Biodiversité : Espèces exotiques

Couteaux Atlantique

Ces dernières années, nous avons observés de nombreux changements dans notre faune et notre flore marines. Le réchauffement de la Terre a aussi des impacts sur la biodiversité marine.

  • Plusieurs espèces nordiques sont moins observées dans la partie méridionale de la mer du Nord : la crevette, le cabillaud, l’aiglefin et le flétan de l’Atlantique, la méduse à crinière de lion.
  • Plusieurs espèces méridionales élargissent leur environnement en direction du Nord. C’est principalement le cas des invertébrés : l’étrille lisse, la balane commune, le pagure des sables, l’étrille élégante,  l’étrille, le couteau-gaine, la patelle, la nasse. Parmi les poissons aussi, on observe un nombre croissant d’espèces méridionales, comme le labre, l’hippocampe, la sardine, le rouget-barbet et l’anchois.
  • Les espèces originaires des mers tropicales et subtropicales et qui sont arrivées sur nos côtes via la navigation ou l’aquaculture – que l’on appelle « espèces exotiques » – profitent aussi des effets du réchauffement de la température dans la mer du Nord. Quelques-unes ont même connu un développement à ce point explosif qu'elles forment désormais une partie dominante de notre faune et flore marines. C'est notamment le cas du couteau de l'Atlantique, qui a été observé pour la première fois chez nous en 1987. Ces coquillages se comptent aujourd'hui par millions sur nos plages.
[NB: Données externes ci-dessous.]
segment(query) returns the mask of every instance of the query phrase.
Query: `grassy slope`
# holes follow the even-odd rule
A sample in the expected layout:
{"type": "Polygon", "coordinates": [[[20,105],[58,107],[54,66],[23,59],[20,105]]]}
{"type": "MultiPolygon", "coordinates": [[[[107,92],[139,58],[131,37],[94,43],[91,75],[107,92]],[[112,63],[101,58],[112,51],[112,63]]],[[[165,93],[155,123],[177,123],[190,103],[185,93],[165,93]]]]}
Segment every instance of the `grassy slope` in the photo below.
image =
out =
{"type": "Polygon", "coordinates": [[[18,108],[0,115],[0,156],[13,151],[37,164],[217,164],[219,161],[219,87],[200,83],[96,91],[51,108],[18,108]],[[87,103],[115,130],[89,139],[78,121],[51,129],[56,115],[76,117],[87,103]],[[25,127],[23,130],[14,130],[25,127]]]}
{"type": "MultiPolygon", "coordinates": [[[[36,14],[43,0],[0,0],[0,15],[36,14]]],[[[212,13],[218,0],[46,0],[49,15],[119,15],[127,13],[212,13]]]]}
L'huître creuse japonaise, qui ne s'est fixée chez nous qu'au début des années 1990, vit à présent en très grands nombres sur les jetées et dans les ports. Deux introductions asiatiques récentes, le crabe à pinceaux (2003) et le crabe sanguin (2006), sont aujourd’hui (2014) très communes chez nous. Nous avons actuellement connaissance de 120 espèces exotiques en mer du Nord, mais il s’agit d’une sous-estimation du chiffre réel.
Huître japonaise

Les espèces indigènes voient leur aire de répartition fortement réduite du fait de la concurrence des espèces exotiques. Certaines de celles-ci se développent même jusqu’à devenir un véritable fléau, on parle alors d’espèces invasives. C’est le cas de la crépidule, arrivée avec les huîtres d'Amérique à la fin du XIXe siècle, qui est devenue une véritable nuisance pour l'ostréiculture locale. Dans la mer du Nord, on ne connaît cependant pas encore d'espèce ayant disparu en conséquence de l'introduction d'une espèce exotique – ce qui est toutefois bien le cas dans les eaux douces et les estuaires. La reproduction de nos espèces peut également être mise en danger par des espèces exotiques. Ainsi, quand le homard américain et le homard européen se reproduisent entre eux, leur progéniture est stérile.

Les espèces exotiques devraient pouvoir accroitre la biodiversité. Mais les nouveaux venus sont généralement des espèces à forte prolifération, plus résistantes aux perturbations et à la pollution. Elles s'acclimatent parfaitement aux zones portuaires et côtières avec des substrats durs artificiels et dans les régions appauvries par la pression de la pêche. On assiste ainsi mondialement à la menace d’un nivellement et d'une uniformisation de la faune et de la flore marines. Donc, même si de nouvelles introductions induisent localement une plus grande diversité des espèces, il peut en résulter un appauvrissement de la biodiversité au niveau mondial.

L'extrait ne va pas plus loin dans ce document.